Apple Fights Big Tech Regulation Over App Payments

Apple leaders are worried that an antitrust bill focused on opening the app store market will make iPhones less secure, despite assurances from Congress, according to a Bloomberg report Thursday (June 23).

Congress and some large firms already use Apple-approved tools that let them bypass the App Store and install third-party apps in a practice called side-loading, the report said. Apple maintains that it’s the only company that can promise a fully secure App Store to its customers.
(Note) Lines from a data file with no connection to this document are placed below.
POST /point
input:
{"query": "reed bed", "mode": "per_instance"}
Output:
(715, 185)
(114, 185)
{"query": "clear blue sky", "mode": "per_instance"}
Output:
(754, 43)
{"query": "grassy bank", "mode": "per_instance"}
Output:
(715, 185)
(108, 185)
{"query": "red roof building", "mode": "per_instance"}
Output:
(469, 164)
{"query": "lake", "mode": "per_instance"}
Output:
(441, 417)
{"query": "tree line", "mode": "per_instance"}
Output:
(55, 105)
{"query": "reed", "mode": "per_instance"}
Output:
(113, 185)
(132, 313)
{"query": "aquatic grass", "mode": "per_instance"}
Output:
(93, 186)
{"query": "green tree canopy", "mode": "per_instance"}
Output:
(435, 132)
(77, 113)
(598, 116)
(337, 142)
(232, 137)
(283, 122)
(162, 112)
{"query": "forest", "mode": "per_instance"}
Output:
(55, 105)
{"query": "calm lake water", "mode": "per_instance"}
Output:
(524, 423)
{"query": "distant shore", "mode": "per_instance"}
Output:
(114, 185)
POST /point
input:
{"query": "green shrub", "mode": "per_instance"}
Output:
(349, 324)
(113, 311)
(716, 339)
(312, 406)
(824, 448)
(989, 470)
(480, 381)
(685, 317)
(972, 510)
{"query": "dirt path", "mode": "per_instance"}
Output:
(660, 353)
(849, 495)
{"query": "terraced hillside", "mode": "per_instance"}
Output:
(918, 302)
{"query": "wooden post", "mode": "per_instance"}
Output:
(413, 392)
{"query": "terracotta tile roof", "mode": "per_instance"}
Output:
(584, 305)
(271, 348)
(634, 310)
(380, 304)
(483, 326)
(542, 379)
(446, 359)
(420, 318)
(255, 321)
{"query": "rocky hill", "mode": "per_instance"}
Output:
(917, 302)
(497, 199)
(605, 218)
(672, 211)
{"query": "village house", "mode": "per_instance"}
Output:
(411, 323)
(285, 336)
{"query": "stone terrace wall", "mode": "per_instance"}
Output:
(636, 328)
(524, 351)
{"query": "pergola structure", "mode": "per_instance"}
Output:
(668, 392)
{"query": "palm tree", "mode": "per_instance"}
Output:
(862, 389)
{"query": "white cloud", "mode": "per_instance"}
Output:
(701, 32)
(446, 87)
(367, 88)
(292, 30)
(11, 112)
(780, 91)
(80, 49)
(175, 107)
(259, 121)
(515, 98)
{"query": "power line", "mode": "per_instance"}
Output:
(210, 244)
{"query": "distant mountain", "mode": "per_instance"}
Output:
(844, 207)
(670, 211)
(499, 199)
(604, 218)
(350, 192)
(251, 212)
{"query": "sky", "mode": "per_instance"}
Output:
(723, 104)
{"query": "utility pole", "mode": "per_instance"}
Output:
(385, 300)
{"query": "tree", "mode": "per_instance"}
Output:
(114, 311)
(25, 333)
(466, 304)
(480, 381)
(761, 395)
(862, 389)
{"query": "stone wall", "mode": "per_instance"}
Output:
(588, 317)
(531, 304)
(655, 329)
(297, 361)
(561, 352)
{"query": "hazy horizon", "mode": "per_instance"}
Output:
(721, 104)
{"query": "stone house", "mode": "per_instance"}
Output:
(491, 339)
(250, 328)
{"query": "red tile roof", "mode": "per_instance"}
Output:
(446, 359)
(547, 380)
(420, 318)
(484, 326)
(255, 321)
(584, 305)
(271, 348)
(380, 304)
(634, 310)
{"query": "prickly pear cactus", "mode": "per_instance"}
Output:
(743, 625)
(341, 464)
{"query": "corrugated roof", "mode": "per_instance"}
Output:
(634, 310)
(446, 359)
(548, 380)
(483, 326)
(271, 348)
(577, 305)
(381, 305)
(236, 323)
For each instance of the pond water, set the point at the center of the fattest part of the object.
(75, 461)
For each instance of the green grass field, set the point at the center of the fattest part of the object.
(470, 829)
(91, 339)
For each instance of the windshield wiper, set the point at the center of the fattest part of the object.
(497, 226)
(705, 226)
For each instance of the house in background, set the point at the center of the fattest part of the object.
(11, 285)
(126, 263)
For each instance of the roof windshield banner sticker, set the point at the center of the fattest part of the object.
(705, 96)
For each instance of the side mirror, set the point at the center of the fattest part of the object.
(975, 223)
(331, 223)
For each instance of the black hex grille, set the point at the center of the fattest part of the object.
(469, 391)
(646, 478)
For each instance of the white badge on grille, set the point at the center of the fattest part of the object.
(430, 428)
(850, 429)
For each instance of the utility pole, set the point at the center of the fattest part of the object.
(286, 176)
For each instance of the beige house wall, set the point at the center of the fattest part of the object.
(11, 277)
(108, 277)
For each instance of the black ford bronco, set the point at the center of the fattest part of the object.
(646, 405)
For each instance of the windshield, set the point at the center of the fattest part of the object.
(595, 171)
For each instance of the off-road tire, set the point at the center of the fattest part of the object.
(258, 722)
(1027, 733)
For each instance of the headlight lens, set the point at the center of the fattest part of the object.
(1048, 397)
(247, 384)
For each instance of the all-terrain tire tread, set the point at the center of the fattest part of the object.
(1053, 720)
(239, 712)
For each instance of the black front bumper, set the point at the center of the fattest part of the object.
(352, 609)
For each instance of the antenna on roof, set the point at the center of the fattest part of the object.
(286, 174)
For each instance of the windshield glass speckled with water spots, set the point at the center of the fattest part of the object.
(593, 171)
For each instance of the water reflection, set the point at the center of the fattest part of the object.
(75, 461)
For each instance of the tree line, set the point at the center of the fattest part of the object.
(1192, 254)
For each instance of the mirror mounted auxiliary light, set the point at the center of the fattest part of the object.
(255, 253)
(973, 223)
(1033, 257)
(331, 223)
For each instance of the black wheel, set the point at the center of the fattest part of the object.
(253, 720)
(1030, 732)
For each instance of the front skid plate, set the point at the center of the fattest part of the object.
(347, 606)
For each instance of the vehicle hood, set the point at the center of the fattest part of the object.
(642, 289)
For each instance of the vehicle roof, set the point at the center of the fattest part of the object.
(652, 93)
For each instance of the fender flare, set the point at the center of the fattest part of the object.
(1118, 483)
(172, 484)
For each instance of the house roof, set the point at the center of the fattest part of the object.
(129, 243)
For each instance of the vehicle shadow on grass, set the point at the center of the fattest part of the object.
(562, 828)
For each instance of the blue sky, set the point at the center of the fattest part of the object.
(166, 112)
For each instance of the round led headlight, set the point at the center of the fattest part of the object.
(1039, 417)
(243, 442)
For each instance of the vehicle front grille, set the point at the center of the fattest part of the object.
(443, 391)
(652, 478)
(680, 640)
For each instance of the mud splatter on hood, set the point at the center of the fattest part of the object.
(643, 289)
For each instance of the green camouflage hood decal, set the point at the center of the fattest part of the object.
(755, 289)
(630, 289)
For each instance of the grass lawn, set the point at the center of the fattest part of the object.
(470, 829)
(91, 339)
Congress is set to vote next month on antitrust measures, a move Apple continues to fight, maintaining that “outside apps would leave iPhone users vulnerable to malware and scams,” the report said. Antitrust advocates and cybersecurity specialists, though, say Apple is looking to protect its business model more than its customers.

“Security is a giant red herring,” said Bruce Schneier, a fellow at the Berkman Klein Center for Internet & Society at Harvard University, in the report. “It will scare a lot of people. The goal is to protect the monopoly.”

Apple requires all iPhone mobile app downloads take place within its App Store, where it takes up to a 30% commission on digital sales. App Store developers must submit apps for review by Apple’s team, who ensure compliance with the company’s rules on privacy and security. Developers are barred from offering sexually explicit content, all-in-one cloud gaming services and cryptocurrency mining, among other things.

Last week, JPMorgan analysts said Apple’s music and gaming revenue could reach $8.2 billion by 2025, a 36% increase that would come from a subscriber base of about 180 million people — 70 million in gaming and 110 million in music.

Most of that revenue would come from Apple Music, taking in about $7 billion. The remaining $1.2 billion would come from Apple Arcade, the gaming subscription service launched three years ago.

While Apple does not give a sales breakup for gaming and music services, its overall segment, which includes App Store, Apple TV+, Arcade and Apple Music, reported $19.82 billion in revenue for the March quarter, Reuters said.